A questo appuntamento Intesa San Paolo, la bandiera del made in Italy allo sportello, s’avvicina con una situazione, almeno all’apparenza, migliore della concorrenza: il capital ratio dell’istituto è pari al 10,5% contro l’8,7% di SocGen, il 9% circa del Crédit Agricole e il 7,5% di Commerzbank.
Ma la banca tedesca ha già annunciato un aumento di capitale nell’ordine di 2,5 miliardi di euro, poco sotto quello annunciato da Deutsche Bank (2,8 miliardi), da molti considerato apripista di un ciclo di ricapitalizzazioni su tutto il Continente. Non è difficile immaginare che presto anche in Italia la questione del rafforzamento del capitale tornerà d’attualità. Basteranno alora i mezzi risicati delle Fondazioni? Sarà possibile (e saggio) allargare l’azionariato a investitori internazionali?
Il sistema bancario non gode, a ragione, di buona stampa: “Mai – ha scritto Marco Onado – le banche hanno avuto tanta facilità di approvvigionarsi di liquidità. Mai a condizioni così vantaggiose. Eppure mai è stato così difficile per un’impresa trovar credito”. Vero.
La vera situazione delle banche
Ma è altrettanto vero che il sistema fa i conti, mese dopo mese, con l’esplosione delle sofferenze (+21% ad aprile). Dopo anni di rinvii, cominciano ad esplodere le aziende zombie, tenute in piedi dall’illusione di una ripresa che, per loro, è ormai un’illusione. E cresce il rischio di trovarci di fronte banche zombie: non è il caso di muoversi al più presto nella prospettiva di una bad bank per consentire agli istituti di gettarsi su impieghi buoni?
I confronti con Salza e Beltratti
Di queste ed altre questioni si occuperà da oggi Gian Maria Gros-Pietro, presidente di sistema di una banca di sistema.
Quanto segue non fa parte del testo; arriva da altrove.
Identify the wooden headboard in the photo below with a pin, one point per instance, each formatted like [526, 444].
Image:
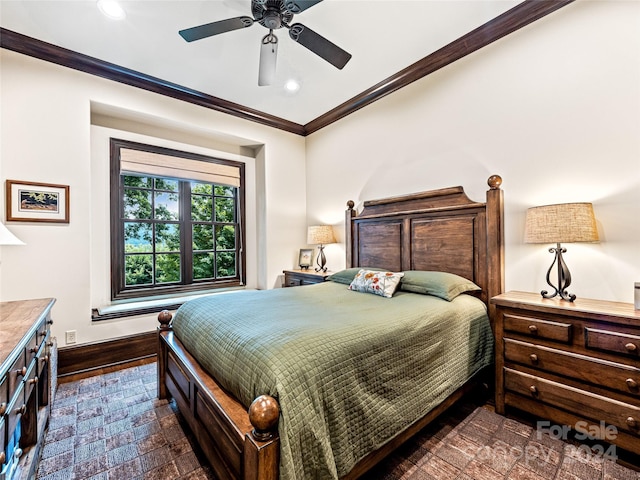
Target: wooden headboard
[436, 230]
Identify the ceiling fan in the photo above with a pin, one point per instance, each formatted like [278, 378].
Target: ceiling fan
[274, 14]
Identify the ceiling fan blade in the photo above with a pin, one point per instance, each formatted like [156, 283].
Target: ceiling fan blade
[268, 55]
[215, 28]
[298, 6]
[319, 45]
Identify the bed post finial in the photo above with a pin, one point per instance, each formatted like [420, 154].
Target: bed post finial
[350, 214]
[164, 318]
[264, 412]
[494, 182]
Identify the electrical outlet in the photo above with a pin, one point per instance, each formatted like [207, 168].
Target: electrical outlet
[70, 336]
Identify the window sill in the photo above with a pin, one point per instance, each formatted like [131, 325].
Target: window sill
[145, 307]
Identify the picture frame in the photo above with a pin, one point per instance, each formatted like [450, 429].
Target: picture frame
[305, 259]
[36, 202]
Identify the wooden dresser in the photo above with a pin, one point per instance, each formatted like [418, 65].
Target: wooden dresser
[573, 363]
[25, 384]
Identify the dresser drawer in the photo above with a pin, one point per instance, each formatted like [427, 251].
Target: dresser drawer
[31, 378]
[16, 374]
[538, 328]
[4, 394]
[596, 407]
[16, 409]
[3, 446]
[623, 378]
[614, 342]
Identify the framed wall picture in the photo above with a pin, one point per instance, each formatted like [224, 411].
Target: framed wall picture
[36, 202]
[305, 258]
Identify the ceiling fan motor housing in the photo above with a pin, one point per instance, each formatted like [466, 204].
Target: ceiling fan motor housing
[270, 13]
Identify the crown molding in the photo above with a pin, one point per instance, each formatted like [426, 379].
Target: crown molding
[514, 19]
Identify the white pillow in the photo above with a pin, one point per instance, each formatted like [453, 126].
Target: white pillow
[378, 283]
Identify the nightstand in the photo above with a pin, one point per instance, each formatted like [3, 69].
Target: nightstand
[297, 278]
[573, 363]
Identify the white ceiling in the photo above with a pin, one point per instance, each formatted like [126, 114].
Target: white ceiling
[384, 36]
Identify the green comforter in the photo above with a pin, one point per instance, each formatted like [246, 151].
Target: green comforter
[350, 370]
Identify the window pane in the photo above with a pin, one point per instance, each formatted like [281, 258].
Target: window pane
[138, 269]
[137, 203]
[202, 237]
[167, 237]
[167, 184]
[168, 268]
[202, 266]
[136, 181]
[224, 209]
[225, 237]
[166, 206]
[224, 191]
[226, 264]
[201, 188]
[201, 208]
[137, 237]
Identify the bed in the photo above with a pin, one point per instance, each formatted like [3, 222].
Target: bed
[232, 362]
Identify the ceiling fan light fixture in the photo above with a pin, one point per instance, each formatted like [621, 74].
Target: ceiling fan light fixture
[111, 9]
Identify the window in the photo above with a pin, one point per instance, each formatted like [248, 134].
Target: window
[176, 221]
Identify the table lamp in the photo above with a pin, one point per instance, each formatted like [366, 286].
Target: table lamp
[320, 235]
[561, 223]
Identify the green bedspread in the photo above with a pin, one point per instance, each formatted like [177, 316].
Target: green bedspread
[350, 370]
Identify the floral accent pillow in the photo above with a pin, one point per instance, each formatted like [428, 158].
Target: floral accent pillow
[378, 283]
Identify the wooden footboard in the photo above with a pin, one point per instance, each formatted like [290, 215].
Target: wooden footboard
[239, 444]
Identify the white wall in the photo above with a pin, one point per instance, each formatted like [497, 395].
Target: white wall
[554, 109]
[46, 136]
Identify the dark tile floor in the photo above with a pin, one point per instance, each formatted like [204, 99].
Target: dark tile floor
[112, 427]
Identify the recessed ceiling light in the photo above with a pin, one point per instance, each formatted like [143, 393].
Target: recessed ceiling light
[292, 86]
[111, 9]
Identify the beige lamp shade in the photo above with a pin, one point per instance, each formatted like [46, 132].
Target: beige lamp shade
[8, 238]
[561, 223]
[320, 235]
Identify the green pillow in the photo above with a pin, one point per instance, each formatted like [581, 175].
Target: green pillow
[439, 284]
[346, 276]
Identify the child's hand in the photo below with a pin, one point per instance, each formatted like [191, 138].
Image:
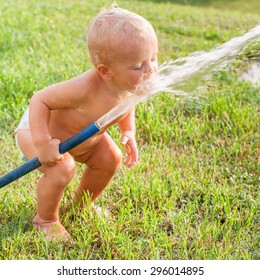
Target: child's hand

Se Enrico Salza fu a suo tempo il presidente chiamato a reprimere i malumori torinesi per la “svendita” del San Paolo (accusa che gli è costata il posto), il successore Andrea Beltratti è stato un presidente di transizione, spesso silente all’esterno, ancor di più nelle faccende di casa. Forse la soluzione giusta in un momento complesso per la politica (chi si ricorda ancora il protagonismo di Giulio Tremonti?) e di transizione per i poteri bancari.
Il compito di Gros-Pietro
Oggi Gros-Pietro si ripropone, come ai tempi dell’Iri o di Autostrade, come un interlocutore seppur rispettoso ma autorevole nei confronti della classe politica e dei poteri bancari. Sarà un presidente a tutto tondo, ancor più di Salza perché al suo fianco non c’è una personalità del calibro di Corrado Passera ma Enrico Cucchiani che solo ieri, probabilmente, ha preso possesso della macchina.
La nuova catena di comando di Intesa
Nel nuovo consiglio di gestione, accanto agli uomini delle fondazioni (più propensi a vigilare sul rispetto delle pretese di casa) figurano finalmente i manager. Sia i collaboratori più vicini al ceo, a partire dal direttore finanziario Carlo Messina, che sarà anche dg vicario, che il Chief Risk Officer Bruno Picca, che Gaetano Micciché, forte dei risultati ottenuti alla guida del corporate ma troppo vicino a Passera per piacere al successore. Tant’è, alla fine i tre sono diventati consiglieri esecutivi, il nucleo forte alle dipendenze del Ceo.
Il ruolo di mediazione
Anche questo toccherà a Gros-Pietro: il ruolo di mediazione tra la macchina operativa del business e le esigenze dei rappresentanti degli azionisti in consiglio. Un ruolo difficile, che richiede pazienza. Virtù che senz’altro non fa difetto all’economista e manager.